Investimento federal acumula queda de 16,3% em 2019

Os gastos com o Programa de Aceleração do Crescimento tiveram uma retração de 18,9%

| ACidadeON Campinas

Governo Bolsonaro acumulou queda de 16,3% no ano (Foto: Agência Brasil) 

Em meio ao crescimento de gastos obrigatórios, os investimentos gastos com obras e compra de equipamentos acumulam queda em 2019. Segundo números divulgados nesta quinta-feira (28) pelo Tesouro Nacional, os investimentos totalizam R$ 30,888 bilhões de janeiro a outubro, recuo de 16,3% em relação ao mesmo período do ano passado, descontada a inflação oficial pelo Índice Nacional de Preços ao Consumidor Amplo (IPCA).

Os gastos com o Programa de Aceleração do Crescimento (PAC) somaram R$ 16,095 bilhões de janeiro a outubro, retração de 18,9% em relação aos mesmos meses do ano passado, descontada a inflação. As despesas do Minha Casa, Minha Vida, no entanto, subiram 2,6% acima do IPCA, atingindo R$ 3,178 bilhões nos dez primeiros meses do ano.

De janeiro a outubro, as receitas líquidas acumulam alta de 0,3% acima do IPCA. As despesas totais, em contrapartida, caíram 1% descontada a inflação.
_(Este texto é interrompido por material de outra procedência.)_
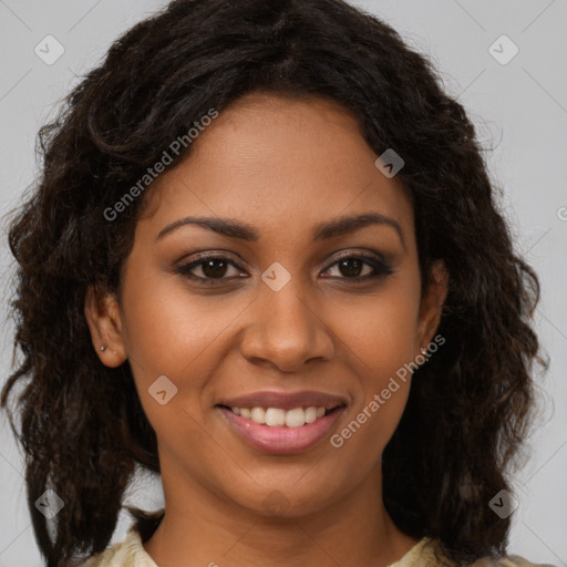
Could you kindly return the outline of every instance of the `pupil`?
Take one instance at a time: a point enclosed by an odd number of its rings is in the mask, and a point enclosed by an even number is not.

Os gastos com a Previdência Social subiram 3% além da inflação, contra alta de 1,1% (também acima da inflação) dos gastos com pessoal.

As demais despesas obrigatórias, no entanto, acumulam queda de 5,9% descontada a inflação, por causa principalmente de gastos que ocorreram ano passado, mas não se repetiram neste ano, como o pagamento das compensações da Lei Kandir e os gastos com financiamento de campanha eleitoral. Também caíram as despesas com o Fundo de Financiamento Estudantil (-48,1%), a desoneração da folha de pagamento (-27,6%), e com subsídios (-26,9%)

As despesas de custeio (manutenção da máquina pública) acumulam queda de 7,2% descontada a inflação nos dez primeiros meses do ano. A queda decorreu do contingenciamento (bloqueio) de recursos que vigorou durante boa parte do ano.

Na semana passada, o governo liberou todas as verbas contingenciadas em 2019. A liberação foi possível porque o governo obteve receitas extraordinárias com tributos sobre a venda de subsidiárias de estatais e pelos leilões do excedente da cessão onerosa e da partilha do pré-sal.